De rechtbank heeft de overlevering toegestaan voor de feiten die horen bij de vonnissen III K 258/07 en IV K 646/20, maar geweigerd voor het feit dat hoort bij het vonnis II K 740/07. De rechtbank heeft de bevoegde autoriteiten van de uitvaardigende lidstaat opgedragen om na de feitelijke overlevering de tenuitvoerlegging van de straf te beperken tot het gedeelte dat is opgelegd voor het feit dat hoort bij het vonnis III K 258/07.

Uitspraak

RECHTBANK AMSTERDAM

INTERNATIONALE RECHTSHULPKAMER

Parketnummer: 13/220966-22
RK nummer: 22/4446
Datum uitspraak: 20 december 2022
UITSPRAAK
op de vordering ex artikel 23 Overleveringswet (OLW), ingediend door de officier van justitie bij deze rechtbank. Deze vordering dateert van 7 oktober 2022 en betreft onder meer het in behandeling nemen van een Europees aanhoudingsbevel (EAB). Dit EAB is uitgevaardigd op
13 juli 2022 door
the Circuit Court in Bydgozcz, III Criminal Division(Polen) en strekt tot de aanhouding en overlevering van:
[opgeëiste persoon] ,
geboren te [geboorteplaats] (Polen) op [geboortedag] 1988,
zonder vaste woon- of verblijfplaats in Nederland,
gedetineerd in de [detentieplaats] ,
hierna te noemen de opgeëiste persoon.

1.Procesgang

De vordering is behandeld op de openbare zitting van 6 december 2022. Het verhoor heeft plaatsgevonden in tegenwoordigheid van de officier van justitie, mr. K. van der Schaft. De opgeëiste persoon is bijgestaan door zijn raadsvrouw, mr. A. El Darrazi, advocaat te Tilburg, en door een tolk in de Poolse taal.
Op grond van artikel 22, derde lid, OLW heeft de rechtbank de termijn waarbinnen zij op grond van het eerste lid van dit artikel uitspraak moet doen met dertig dagen verlengd omdat zij die verlenging nodig heeft om over de verzochte overlevering te beslissen.

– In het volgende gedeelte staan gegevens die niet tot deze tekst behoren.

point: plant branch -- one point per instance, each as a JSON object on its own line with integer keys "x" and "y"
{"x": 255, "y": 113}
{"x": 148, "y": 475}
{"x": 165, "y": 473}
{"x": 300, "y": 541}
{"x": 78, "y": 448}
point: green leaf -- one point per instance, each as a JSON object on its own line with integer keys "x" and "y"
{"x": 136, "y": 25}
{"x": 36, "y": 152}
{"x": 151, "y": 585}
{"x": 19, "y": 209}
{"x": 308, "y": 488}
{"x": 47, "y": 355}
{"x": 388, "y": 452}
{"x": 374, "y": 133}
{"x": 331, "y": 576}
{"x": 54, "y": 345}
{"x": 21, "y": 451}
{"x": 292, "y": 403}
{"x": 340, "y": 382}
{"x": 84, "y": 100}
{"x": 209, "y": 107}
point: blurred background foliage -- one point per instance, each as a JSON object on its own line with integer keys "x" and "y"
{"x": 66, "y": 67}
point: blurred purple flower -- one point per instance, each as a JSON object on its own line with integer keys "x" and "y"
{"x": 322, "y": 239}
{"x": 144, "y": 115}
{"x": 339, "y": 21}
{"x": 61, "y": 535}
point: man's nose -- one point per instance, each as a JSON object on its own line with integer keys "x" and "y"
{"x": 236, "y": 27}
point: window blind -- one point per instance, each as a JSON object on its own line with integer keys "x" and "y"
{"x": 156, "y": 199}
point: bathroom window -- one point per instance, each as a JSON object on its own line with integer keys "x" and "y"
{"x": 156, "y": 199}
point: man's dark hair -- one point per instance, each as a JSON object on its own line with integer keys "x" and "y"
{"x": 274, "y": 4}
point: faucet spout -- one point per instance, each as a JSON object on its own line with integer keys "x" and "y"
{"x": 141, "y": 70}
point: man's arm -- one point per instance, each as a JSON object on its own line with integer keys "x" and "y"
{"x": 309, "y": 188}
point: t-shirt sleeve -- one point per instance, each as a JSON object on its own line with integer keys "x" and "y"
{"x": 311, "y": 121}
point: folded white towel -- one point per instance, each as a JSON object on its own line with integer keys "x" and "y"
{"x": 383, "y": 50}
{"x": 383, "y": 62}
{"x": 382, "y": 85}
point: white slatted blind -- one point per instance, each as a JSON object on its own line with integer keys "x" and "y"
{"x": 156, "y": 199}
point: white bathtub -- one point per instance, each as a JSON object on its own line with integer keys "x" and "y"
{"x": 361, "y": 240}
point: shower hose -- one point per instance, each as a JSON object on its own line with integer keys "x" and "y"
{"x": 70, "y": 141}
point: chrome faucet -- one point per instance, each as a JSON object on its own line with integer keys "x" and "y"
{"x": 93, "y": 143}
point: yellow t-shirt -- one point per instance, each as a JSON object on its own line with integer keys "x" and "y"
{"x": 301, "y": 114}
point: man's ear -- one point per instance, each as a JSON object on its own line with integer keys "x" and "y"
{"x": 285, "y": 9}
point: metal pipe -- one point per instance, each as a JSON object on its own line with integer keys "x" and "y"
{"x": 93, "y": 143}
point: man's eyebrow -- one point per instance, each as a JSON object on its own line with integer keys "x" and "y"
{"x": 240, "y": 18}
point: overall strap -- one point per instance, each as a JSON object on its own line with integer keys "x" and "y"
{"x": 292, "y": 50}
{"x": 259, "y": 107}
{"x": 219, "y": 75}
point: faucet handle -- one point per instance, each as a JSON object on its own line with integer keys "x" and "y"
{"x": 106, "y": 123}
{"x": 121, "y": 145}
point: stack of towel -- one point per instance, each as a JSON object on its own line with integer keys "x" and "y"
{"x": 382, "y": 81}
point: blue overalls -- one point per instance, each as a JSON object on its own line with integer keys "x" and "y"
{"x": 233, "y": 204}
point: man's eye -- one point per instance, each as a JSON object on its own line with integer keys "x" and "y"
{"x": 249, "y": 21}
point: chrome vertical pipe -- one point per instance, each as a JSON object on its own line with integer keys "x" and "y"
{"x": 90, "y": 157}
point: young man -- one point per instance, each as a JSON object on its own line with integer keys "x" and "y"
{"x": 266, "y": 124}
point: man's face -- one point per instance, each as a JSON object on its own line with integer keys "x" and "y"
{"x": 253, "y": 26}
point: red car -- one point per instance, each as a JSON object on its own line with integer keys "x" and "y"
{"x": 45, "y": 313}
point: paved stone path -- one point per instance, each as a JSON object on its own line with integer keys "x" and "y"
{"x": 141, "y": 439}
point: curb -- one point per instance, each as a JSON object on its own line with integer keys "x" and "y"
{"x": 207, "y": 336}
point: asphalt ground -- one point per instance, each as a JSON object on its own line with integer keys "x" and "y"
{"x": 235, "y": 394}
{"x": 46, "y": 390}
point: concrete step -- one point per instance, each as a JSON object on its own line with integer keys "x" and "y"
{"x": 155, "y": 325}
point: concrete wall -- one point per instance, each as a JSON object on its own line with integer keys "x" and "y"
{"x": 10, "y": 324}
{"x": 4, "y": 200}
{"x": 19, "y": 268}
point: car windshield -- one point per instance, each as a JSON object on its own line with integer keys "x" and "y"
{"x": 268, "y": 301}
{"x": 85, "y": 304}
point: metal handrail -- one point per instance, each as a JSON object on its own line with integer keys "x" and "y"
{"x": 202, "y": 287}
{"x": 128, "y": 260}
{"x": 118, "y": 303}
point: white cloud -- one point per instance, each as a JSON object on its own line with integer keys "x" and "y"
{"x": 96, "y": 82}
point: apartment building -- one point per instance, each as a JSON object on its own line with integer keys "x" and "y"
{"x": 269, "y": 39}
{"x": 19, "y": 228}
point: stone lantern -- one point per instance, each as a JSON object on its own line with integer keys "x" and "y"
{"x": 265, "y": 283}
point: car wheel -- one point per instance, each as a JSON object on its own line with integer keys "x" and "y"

2.Identiteit van de opgeëiste persoon

De rechtbank heeft de identiteit van de opgeëiste persoon onderzocht. De opgeëiste persoon heeft ter zitting verklaard dat de bovenvermelde personalia juist zijn en dat hij de Poolse nationaliteit heeft.

3.Grondslag en inhoud van het EAB

In het EAB wordt melding gemaakt van:
- Een
cumulative judgement of the Regional Court in Bydgoszczvan 30 november 2015, met referentie
III K 122/15, met de onderliggende twee vonnissen:
 een vonnis van
the Regional Court in Bydgoszczvan 3 april 2009 met referentie
III K 258/07;
 een vonnis van
the District Court in Bydgoszczvan 6 april 2010 met referentie
II K 740/07.
- Een
judgement of the District Court in Bydgoszczvan 2 november 2020, met referentie
IV K 646/20.
De overlevering wordt verzocht ten behoeve van de tenuitvoerlegging van een vrijheidsstraf voor de duur van:
- ten aanzien van
III K 122/15: een vrijheidsstraf van 10 jaar en 6 maanden, door de opgeëiste persoon te ondergaan op het grondgebied van de uitvaardigende lidstaat. Van deze straf resteren volgens het EAB nog 2 maanden en 13 dagen. De vrijheidsstraf is aan de opgeëiste persoon opgelegd bij het hiervoor genoemde vonnis.
- ten aanzien van
IV K 646/20: een vrijheidsstraf van 3 jaar en 6 maanden, door de opgeëiste persoon te ondergaan op het grondgebied van de uitvaardigende lidstaat. Van deze straf resteren volgens het EAB nog 2 jaar, 6 maanden en 25 dagen. De vrijheidsstraf is aan de opgeëiste persoon opgelegd bij het hiervoor genoemde vonnis.
Bovengenoemde vonnissen betreffen de feiten zoals die zijn omschreven in onderdeel e) van het EAB.
3.1
Weigeringsgrond als bedoeld in artikel 12 OLW
3.1.1.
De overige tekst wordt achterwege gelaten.